This startup is using Big Data to find the next music superstar

We rely a lot on Spotify’s (or any other streaming service’s) algorithms to find us the next earworm.

To find the next big artist, record labels and executives need to listen to demos or go to gigs in search of gems. Andrson is trying to change all this by breaking down songs and providing more data about tracks.

What problem is it solving?

When we listen to a new artist, we mentally compare them to songs and bands we know. Andrson is making this phenomenon possible by using AI to assign a similarity score to a band and their songs.

For example, a music executive can search for artists that are similar to Bruno Mars or Ariana Grande. The platform shows the percentage similarity of a musician to these artists or their songs.
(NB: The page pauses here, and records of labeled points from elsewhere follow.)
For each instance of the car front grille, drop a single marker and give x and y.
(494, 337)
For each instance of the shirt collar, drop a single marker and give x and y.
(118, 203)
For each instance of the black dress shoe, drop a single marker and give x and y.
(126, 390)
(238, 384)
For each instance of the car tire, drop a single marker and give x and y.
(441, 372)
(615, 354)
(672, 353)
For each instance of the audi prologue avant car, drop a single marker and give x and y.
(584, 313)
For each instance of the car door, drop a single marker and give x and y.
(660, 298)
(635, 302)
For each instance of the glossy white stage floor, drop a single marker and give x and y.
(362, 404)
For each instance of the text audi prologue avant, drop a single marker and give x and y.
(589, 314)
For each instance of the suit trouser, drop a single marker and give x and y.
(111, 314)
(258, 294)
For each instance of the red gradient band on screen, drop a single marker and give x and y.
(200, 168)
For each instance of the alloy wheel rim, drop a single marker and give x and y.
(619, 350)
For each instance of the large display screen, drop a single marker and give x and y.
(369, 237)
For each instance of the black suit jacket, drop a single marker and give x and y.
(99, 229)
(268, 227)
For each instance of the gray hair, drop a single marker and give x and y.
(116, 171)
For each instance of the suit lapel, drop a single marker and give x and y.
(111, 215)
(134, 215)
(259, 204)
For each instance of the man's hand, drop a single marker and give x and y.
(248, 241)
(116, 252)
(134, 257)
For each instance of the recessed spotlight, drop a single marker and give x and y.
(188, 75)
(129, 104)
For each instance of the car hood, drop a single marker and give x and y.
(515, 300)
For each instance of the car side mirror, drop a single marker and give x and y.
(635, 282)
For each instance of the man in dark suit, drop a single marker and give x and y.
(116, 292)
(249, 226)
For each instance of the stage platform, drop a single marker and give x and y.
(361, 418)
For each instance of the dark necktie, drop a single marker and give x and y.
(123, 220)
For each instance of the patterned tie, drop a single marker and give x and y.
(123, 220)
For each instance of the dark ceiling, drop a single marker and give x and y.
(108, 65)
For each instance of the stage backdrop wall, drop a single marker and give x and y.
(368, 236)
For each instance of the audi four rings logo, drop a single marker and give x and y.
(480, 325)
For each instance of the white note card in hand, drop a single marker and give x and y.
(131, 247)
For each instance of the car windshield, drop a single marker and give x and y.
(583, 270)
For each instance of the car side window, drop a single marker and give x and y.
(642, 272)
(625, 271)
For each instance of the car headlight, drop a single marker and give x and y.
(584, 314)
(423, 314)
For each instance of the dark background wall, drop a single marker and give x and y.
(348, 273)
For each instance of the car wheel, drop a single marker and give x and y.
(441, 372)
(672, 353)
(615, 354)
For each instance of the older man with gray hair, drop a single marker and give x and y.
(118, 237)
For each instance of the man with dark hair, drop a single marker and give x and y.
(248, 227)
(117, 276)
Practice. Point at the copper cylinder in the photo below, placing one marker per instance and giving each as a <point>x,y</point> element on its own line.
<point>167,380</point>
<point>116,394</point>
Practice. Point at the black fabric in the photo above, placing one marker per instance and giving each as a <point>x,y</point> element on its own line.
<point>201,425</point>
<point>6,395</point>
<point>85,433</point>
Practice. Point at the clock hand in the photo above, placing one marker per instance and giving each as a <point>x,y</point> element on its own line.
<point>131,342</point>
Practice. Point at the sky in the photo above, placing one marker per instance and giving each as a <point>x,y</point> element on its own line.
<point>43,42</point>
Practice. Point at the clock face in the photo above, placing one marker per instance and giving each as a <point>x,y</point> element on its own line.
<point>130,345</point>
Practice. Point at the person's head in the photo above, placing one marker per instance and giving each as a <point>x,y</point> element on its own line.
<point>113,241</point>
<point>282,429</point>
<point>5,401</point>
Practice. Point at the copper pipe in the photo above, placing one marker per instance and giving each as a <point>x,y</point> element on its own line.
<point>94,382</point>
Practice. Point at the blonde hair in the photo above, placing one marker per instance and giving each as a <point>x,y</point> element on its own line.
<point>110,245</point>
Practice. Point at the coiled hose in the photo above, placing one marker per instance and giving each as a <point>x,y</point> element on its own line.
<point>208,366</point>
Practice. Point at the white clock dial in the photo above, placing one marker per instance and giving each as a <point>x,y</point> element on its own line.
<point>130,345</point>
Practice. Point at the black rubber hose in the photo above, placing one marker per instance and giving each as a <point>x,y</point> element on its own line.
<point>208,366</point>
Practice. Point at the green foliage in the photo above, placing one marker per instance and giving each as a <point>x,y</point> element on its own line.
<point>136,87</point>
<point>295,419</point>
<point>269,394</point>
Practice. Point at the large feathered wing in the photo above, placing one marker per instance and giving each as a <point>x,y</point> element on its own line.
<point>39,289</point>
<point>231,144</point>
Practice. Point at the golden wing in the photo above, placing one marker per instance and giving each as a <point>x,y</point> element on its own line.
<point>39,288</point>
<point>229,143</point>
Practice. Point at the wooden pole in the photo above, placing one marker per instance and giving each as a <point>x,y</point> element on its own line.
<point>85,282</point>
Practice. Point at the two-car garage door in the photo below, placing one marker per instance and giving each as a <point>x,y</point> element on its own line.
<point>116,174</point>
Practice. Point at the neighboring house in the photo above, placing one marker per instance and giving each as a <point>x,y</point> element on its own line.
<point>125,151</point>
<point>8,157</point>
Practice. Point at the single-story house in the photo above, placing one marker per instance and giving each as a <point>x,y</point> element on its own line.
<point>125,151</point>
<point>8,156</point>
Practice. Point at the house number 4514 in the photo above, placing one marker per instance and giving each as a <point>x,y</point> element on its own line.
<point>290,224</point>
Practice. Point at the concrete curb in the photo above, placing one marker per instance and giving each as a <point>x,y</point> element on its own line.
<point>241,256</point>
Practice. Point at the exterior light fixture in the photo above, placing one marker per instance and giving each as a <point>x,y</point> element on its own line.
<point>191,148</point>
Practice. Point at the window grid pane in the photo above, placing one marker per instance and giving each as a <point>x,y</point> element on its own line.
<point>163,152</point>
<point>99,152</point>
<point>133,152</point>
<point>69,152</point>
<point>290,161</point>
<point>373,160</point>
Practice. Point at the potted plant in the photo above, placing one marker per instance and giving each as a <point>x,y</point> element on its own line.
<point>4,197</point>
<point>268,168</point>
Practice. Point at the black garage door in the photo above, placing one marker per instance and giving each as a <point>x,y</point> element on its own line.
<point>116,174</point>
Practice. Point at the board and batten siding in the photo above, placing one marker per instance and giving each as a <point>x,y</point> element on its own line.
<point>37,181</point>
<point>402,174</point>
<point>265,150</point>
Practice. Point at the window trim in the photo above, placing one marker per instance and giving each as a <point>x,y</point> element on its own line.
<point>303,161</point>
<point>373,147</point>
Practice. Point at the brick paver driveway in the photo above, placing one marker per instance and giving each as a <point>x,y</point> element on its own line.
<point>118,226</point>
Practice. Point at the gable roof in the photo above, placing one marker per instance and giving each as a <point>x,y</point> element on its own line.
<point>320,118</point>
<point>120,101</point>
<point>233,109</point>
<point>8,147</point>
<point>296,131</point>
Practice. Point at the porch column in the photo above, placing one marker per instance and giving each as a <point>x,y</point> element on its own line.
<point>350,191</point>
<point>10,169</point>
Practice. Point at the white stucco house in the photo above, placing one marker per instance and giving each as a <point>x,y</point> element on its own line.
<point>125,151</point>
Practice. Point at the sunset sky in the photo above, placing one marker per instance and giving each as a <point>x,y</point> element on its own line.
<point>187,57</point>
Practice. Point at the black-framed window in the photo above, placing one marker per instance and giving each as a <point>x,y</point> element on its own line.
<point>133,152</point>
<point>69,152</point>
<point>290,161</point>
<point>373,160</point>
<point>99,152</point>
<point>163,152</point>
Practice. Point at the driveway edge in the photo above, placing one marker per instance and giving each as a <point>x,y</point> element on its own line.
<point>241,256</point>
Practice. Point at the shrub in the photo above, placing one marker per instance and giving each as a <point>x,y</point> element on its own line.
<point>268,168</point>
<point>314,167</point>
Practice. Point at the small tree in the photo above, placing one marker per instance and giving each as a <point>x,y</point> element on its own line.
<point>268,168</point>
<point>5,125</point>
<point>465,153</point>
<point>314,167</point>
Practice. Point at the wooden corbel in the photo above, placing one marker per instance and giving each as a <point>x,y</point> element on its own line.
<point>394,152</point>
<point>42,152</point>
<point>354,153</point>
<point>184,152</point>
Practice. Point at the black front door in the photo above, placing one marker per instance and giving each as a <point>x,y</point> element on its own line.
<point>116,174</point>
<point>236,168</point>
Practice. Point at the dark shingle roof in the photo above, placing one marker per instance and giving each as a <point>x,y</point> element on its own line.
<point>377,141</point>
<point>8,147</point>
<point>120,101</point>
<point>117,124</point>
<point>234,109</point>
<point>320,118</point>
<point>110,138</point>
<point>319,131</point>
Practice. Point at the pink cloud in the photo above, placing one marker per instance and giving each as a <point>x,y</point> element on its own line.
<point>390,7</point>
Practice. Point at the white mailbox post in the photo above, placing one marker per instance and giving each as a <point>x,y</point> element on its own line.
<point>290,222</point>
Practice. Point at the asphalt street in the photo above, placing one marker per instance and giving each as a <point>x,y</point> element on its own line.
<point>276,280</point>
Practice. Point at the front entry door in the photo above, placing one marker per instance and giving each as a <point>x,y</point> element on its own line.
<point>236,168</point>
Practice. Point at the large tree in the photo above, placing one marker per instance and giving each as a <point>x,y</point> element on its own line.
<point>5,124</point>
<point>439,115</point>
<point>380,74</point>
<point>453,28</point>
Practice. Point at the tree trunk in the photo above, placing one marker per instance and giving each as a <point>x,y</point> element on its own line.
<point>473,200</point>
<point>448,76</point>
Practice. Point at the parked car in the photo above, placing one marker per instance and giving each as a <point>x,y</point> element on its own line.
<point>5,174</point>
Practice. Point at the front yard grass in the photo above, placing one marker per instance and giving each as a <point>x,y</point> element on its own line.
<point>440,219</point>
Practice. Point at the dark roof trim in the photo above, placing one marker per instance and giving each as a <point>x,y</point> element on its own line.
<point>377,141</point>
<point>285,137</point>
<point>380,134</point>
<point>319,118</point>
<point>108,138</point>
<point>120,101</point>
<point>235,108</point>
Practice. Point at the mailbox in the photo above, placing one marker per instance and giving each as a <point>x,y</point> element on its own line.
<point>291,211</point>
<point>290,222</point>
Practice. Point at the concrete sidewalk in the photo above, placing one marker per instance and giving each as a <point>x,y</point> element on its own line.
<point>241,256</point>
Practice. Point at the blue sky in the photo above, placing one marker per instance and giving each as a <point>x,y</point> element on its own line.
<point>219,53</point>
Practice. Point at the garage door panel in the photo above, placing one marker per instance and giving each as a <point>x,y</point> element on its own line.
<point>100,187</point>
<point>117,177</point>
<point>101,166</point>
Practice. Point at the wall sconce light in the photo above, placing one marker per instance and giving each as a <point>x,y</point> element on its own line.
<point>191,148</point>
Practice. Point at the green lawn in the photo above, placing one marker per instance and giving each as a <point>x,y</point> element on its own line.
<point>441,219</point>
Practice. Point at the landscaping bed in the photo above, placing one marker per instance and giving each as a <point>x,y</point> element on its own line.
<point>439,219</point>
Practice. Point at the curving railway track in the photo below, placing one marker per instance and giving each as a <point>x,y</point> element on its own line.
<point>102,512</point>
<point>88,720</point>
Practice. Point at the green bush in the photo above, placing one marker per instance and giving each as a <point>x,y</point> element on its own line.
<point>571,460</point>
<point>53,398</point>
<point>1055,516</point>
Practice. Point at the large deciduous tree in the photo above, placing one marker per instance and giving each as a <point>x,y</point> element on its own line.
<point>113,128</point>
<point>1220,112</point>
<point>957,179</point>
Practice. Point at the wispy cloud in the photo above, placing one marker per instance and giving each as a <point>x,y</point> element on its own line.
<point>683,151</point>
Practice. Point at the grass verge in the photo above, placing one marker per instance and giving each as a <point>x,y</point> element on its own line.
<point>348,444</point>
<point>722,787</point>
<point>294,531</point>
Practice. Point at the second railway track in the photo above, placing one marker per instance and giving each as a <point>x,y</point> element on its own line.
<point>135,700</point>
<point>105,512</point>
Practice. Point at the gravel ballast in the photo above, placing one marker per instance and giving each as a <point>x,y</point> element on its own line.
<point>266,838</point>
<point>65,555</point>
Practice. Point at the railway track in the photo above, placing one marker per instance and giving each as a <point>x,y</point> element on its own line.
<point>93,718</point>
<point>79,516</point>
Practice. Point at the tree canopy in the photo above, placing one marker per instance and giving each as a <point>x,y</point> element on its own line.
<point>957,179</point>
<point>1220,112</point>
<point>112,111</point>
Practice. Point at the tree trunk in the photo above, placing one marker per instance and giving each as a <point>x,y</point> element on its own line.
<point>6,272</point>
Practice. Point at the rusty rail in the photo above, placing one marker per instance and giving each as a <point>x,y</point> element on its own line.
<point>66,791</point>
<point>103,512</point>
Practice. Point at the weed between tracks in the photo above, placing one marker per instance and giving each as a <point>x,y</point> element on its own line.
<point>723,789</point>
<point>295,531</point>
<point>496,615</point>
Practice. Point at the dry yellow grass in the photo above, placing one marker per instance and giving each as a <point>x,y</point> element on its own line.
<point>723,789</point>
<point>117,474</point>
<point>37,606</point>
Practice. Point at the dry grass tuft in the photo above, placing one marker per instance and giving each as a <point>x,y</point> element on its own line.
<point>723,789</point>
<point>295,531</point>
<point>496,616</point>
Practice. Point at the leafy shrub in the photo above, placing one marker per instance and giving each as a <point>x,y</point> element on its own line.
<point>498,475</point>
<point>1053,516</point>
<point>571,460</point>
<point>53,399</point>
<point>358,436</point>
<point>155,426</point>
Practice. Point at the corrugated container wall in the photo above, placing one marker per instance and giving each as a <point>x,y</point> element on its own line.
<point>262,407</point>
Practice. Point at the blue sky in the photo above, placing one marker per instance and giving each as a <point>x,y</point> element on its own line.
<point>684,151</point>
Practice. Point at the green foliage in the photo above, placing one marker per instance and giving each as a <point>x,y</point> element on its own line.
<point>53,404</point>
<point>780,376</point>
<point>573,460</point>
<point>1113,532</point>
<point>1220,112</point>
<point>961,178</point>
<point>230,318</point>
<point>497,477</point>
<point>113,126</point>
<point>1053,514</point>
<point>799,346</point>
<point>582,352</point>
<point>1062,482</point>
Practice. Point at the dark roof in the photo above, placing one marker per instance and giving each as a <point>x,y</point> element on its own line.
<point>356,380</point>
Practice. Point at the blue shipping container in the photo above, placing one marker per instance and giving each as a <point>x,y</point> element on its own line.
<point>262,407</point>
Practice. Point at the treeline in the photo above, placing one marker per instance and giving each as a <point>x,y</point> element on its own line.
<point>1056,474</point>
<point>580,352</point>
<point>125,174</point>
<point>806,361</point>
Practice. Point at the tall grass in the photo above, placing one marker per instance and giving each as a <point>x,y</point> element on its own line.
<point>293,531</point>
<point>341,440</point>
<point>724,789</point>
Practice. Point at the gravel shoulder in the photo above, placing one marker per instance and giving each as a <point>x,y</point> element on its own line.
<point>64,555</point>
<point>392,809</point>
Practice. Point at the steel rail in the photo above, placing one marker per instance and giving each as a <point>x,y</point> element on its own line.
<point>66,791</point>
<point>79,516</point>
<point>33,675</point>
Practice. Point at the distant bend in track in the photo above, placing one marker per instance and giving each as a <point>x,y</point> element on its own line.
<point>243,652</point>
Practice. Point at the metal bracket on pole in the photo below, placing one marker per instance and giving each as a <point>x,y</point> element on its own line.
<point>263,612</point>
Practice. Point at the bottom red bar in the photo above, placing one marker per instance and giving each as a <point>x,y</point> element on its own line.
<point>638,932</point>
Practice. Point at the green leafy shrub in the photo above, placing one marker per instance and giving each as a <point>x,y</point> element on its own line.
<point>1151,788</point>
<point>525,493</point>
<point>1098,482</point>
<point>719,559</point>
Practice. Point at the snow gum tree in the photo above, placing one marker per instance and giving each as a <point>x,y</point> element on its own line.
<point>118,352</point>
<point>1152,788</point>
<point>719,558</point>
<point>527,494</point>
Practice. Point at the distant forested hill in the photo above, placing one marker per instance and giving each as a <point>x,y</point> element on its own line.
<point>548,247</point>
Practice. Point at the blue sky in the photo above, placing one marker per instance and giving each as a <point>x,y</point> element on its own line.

There’s also a location filter that could narrow down the search for artists in their vicinity.

For artists, it gives a platform to showcase their songs and get discovered for gigs, and sign deals with music labels.

The company believes that Spotify and other music services are designed to make already popular music more popular and that hinders artist discovery. So by putting an onus on what they call “pure audio analysis,” Andrson wants to highlight any artists even if they have one recorded song.

Where’s the AI?

Andrson’s AI prowess lies in its ability to match songs and artists on multiple levels. The company says that often songs are associated with mood labels that are assigned by humans.

For example, when an executive for Sony would be looking for a background track for a romantic scene, they might be typing in keywords such as “romantic” or “love” in a software.